Thursday, October 14, 2010

Learning How to Die

Atul Gawande has an excellent article in “The New Yorker” titled Letting Go. In it he tries to answer the question “What should medicine do when it can’t save your life? He tells a long and anecdote-driven tale slowly but inexorably leading himself and the reader to an answer. It is a simple but not an easy answer because it places new responsibilities on both doctors and patients, but Gawande makes the compelling case that it is the right answer.

The author presents the typical situation. A patient is told that they have an inoperable cancer. The issue is not of recovery, it is a question of trying to prolonging life by aggressive therapy. Patients respond differently to sickness and treatment. There is always a statistical distribution of outcomes. A few patients will beat the odds and live much longer than the average patient. Those few patients skew the process towards ever more aggressive treatments. Doctors are only human and, as such, can harbor unreasonable expectations in the same way patients do. Gawande points out that the easiest path for the doctor is to continue to prescribe treatment. It is defensible, generally the patient will agree to it, and there is usually a non-zero chance that it will extend life.

The patients are in a difficult position. They are being asked to make life-or-death decisions on short notice. A combination of hope, fear and even guilt will usually drive them chose the path of continued treatment. They might tell themselves that the doctor will let them know when there is nothing left to do. The problem is that in today’s medicine there is always more that can be done.

What Gawande says is missing from this interaction is the attempt to ascertain exactly what it is that the patients want to get out of the remainder of their lives. Often the patients cannot immediately express their desires. As the author states:
“Arriving at an acceptance of one’s own mortality and a clear understanding of the limits and the possibilities of medicine is a process, not an epiphany.”

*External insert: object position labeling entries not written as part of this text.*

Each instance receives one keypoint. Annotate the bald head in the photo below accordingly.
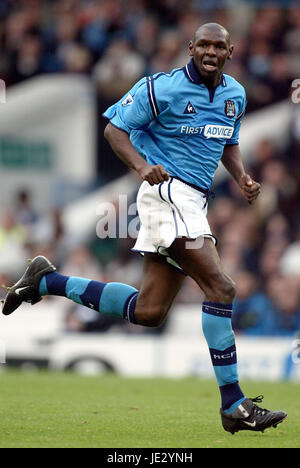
(213, 28)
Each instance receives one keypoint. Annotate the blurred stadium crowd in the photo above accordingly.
(116, 42)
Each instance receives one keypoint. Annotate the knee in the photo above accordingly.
(220, 288)
(152, 317)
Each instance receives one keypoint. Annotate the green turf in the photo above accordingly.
(64, 410)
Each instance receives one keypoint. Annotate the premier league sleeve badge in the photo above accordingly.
(229, 108)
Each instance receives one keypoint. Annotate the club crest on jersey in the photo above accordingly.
(128, 100)
(189, 108)
(229, 108)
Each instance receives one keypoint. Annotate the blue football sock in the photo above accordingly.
(217, 329)
(108, 298)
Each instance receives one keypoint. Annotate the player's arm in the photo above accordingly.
(123, 148)
(232, 161)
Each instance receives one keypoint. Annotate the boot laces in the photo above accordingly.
(257, 409)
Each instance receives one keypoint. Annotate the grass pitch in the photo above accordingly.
(44, 409)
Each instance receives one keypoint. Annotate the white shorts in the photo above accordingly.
(167, 211)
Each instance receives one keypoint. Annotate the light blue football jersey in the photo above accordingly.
(177, 121)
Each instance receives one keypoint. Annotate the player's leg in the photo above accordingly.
(204, 266)
(160, 284)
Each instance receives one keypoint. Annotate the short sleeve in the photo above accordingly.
(133, 111)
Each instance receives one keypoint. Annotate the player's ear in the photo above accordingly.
(191, 49)
(230, 53)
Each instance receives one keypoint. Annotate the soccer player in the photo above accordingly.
(173, 129)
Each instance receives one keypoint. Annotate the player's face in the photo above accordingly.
(210, 51)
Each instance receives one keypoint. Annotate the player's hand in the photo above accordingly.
(153, 174)
(250, 189)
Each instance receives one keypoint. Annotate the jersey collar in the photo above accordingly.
(193, 75)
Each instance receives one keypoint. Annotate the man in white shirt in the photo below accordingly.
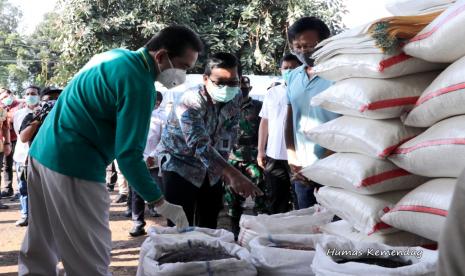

“People have concerns besides simply prolonging their lives. Surveys of patients with terminal illness find that their top priorities include, in addition to avoiding suffering, being with family, having the touch of others, being mentally aware, and not becoming a burden to others. Our system of technological medical care has utterly failed to meet these needs, and the cost of this failure is measured in far more than dollars. The hard question we face, then, is not how we can afford this system’s expense. It is how we can build a health-care system that will actually help dying patients achieve what’s most important to them at the end of their lives.”
The doctors must take the time to learn what is truly important to their patients, and then must explain to the patients how the various treatments will affect their ability to live the life they would choose to live in the time they have left. This takes time and skill and it cannot be done in a single session. This process of communication seems particularly important in helping the patients make decisions.

The author refers to a study performed by Aetna. Normally hospice care is only provided to patients after they forego all other treatments. Aetna decided they would let a group of patients have hospice care and their normal treatments concurrently. The results would be compared with a control group only following their regular treatment. Both groups had a life expectancy of less than a year. The results were stunning. Patients benefited greatly from having the hospice service available. Within this group, emergency room visits declined by 50% and the use of hospitals and ICUs dropped by two-thirds. Overall costs dropped by almost a quarter. The ultimate conclusion was that the more personal care they received from the hospice workers improved the patient’s health and well being.
“...they had simply given patients someone experienced and knowledgeable to talk to about their daily needs. And somehow that was enough—just talking.”
Hospice care is concerned with trying to maintain quality of life at the current moment. That means worrying about pain and discomfort and trying to keep the patient alert and active as long as possible. Its goal is to bring the patient peace while nature takes its course.

Gawande describes another study.
“Like many people, I had believed that hospice care hastens death, because patients forgo hospital treatments and are allowed high-dose narcotics to combat pain. But studies suggest otherwise. In one, researchers followed 4,493 Medicare patients with either terminal cancer or congestive heart failure. They found no difference in survival time between hospice and non-hospice patients with breast cancer, prostate cancer, and colon cancer. Curiously, hospice care seemed to extend survival for some patients; those with pancreatic cancer gained an average of three weeks, those with lung cancer gained six weeks, and those with congestive heart failure gained three months. The lesson seems almost Zen: you live longer only when you stop trying to live longer.”
Needless to say, the author has become a fan of hospice care.

So what is to be done? On the patients’ side, they must begin to consider possible responses to these medical decision points before they become necessary. Family and friends should be aware of their thought and desires relating to end-of-life situations. That will make everyone better prepared when the time comes.

Gawande has this to say to doctors and healthcare professionals.
“All-out treatment, we tell the terminally ill, is a train you can get off at any time—just say when. But for most patients and their families this is asking too much. They remain riven by doubt and fear and desperation; some are deluded by a fantasy of what medical science can achieve. But our responsibility, in medicine, is to deal with human beings as they are. People die only once. They have no experience to draw upon. They need doctors and nurses who are willing to have the hard discussions and say what they have seen, who will help people prepare for what is to come—and to escape a warehoused oblivion that few really want.”